On Wednesday, District Attorney Schmidt announced that a member of the Proud Boys, “50-year-old Alan Swinney is in custody and is being charged with multiple offenses for alleged crimes and assaults that involved weapons.” Swinney was charged with assault, the unlawful use of mace, threatening a protester in Portland with a gun and using a paintball gun to wound people at recent demonstrations in the city.

Trump’s praise of Reinoehl’s shooting in the debate also echoed his own previous bloodthirsty remarks, in which he sounded more like a sectarian warlord than the president of a democracy. “U.S. Marshals killed him,” Trump said of the suspected left-wing gunman in an interview with the debate moderator’s Fox News colleague Jeanine Pirro. “And I’ll tell you something, that’s the way it has to be. There has to be retribution,” he added.

Trump’s rush to declare the killing of the left-wing gunman from Portland perfectly justified contrasted with the staunch defense he has offered of Kyle Rittenhouse, the right-wing gunman who has become a hero to neo-fascists worldwide for bringing a rifle to a Black Lives Matter protest and provoking a confrontation that left two men dead.

At a news conference last month, Trump was asked if he would disavow the provocative behavior of armed supporters like Rittenhouse, who was charged with six crimes based on evidence gathered by the Kenosha police department. Suddenly skeptical of the police, the president said that video of the teen gunman being pursued by protesters before the second and third shootings, which was played without context in heavy rotation on Fox News, suggested to him that the young vigilante had acted in self-defense.

What the president left out of his description of the video that showed Rittenhouse, in his words, “trying to get away from” protesters who were chasing him, who then “very violently attacked him,” is that those three men were trying to disarm him because he had just shot another man in the head, minutes earlier.

“I guess he was in very big trouble — he probably would’ve been killed,” Trump claimed, ignoring the sequence of events laid out in clear detail in the police complaint charging Rittenhouse with murder.

That context was mostly absent from Tucker Carlson’s selective presentation of the facts of what Rittenhouse did, but it was carefully detailed in the indictment based on the work of three Kenosha homicide detectives. It is not hard to imagine which source of information Trump had studied more carefully. So when Trump excused the reckless killing of protesters by Rittenhouse, a young man who had been in the front row at one of the president’s rallies in January, the self-described “law and order” candidate was choosing to disregard the actual work of law enforcement carried out by Kenosha’s police department because it was politically inconvenient for him.
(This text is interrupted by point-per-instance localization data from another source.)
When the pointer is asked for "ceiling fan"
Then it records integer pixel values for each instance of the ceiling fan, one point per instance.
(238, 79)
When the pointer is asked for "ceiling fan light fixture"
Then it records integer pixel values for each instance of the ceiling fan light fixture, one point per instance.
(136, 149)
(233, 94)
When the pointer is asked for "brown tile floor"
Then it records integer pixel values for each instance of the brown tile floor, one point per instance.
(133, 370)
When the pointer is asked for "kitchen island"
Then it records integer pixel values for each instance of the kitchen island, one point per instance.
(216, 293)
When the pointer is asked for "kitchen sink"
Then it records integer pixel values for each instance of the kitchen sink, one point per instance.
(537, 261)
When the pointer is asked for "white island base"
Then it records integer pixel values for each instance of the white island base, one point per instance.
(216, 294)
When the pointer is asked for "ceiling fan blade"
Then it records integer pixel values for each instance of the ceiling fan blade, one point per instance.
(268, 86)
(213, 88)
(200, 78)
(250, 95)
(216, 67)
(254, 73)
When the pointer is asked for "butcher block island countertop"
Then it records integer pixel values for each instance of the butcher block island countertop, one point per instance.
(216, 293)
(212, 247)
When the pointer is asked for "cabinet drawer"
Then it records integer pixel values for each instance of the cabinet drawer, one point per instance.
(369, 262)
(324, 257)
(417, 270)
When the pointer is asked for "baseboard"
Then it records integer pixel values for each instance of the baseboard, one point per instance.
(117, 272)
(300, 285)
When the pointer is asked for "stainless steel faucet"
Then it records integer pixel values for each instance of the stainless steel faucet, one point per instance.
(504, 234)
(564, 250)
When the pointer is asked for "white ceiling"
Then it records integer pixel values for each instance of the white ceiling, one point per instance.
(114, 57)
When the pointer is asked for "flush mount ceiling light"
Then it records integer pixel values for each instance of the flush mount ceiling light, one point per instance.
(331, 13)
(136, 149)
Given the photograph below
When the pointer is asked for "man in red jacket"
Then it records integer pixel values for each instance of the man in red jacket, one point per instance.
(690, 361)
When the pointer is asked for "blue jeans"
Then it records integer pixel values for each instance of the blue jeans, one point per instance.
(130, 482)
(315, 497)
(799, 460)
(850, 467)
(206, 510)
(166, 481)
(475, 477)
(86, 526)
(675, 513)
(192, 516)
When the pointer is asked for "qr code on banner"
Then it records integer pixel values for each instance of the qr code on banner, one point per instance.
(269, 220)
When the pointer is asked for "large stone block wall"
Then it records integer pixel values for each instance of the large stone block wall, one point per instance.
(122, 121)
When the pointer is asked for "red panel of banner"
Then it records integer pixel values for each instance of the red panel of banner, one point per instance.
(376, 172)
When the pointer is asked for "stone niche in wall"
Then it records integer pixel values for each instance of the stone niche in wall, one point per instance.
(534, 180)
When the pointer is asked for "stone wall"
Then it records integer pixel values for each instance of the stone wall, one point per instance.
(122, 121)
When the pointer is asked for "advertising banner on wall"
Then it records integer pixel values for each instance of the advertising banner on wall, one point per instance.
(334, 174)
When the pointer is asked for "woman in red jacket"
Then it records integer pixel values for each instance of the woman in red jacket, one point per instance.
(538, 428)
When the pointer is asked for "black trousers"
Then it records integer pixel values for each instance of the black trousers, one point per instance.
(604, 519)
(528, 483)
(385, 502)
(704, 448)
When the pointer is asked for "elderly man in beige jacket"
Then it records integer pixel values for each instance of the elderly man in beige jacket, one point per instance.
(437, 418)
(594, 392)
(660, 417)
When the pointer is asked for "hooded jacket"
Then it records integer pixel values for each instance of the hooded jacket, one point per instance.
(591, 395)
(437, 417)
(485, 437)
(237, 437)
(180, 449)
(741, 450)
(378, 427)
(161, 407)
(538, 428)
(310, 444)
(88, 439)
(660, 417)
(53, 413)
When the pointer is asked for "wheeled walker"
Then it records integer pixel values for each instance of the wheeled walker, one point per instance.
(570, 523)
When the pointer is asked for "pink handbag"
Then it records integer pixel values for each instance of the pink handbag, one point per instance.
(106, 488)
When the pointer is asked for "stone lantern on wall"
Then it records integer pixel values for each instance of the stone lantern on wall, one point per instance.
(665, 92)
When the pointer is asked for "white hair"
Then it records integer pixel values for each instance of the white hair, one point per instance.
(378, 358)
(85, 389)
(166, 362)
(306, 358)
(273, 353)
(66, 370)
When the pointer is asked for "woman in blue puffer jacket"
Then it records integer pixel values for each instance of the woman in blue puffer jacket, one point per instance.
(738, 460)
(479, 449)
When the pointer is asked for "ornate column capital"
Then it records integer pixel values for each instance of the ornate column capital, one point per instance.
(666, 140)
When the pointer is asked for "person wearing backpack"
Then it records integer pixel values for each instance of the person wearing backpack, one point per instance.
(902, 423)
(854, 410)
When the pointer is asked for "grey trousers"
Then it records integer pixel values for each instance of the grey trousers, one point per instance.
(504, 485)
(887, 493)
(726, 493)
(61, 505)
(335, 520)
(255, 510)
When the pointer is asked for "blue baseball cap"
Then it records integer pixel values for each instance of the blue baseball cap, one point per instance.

At another point in the debate, Trump claimed that his provocative approach to the protests in Portland was endorsed by the city’s sheriff, “who just came out today and said, ‘I support President Trump.'” While the city of Portland does not, in fact, have a sheriff, the county it is in, Multnomah, does. Before the debate was over, Multnomah County Sheriff Mike Reese had tweeted to debunk the president. “I have never supported Donald Trump and will never support him,” Reese wrote. “Donald Trump has made my job a hell of a lot harder since he started talking about Portland,” he added, “but I never thought he’d try to turn my wife against me!”

Updated: Wednesday, Sept. 30, 12:38 p.m. PDT
This article was updated with President Donald Trump’s comments to reporters on Wednesday, in which he claimed that he had no idea what he was saying during the debate the night before, and to report the arrest of a member of the Proud Boys who attacked racial justice protesters in Portland recently.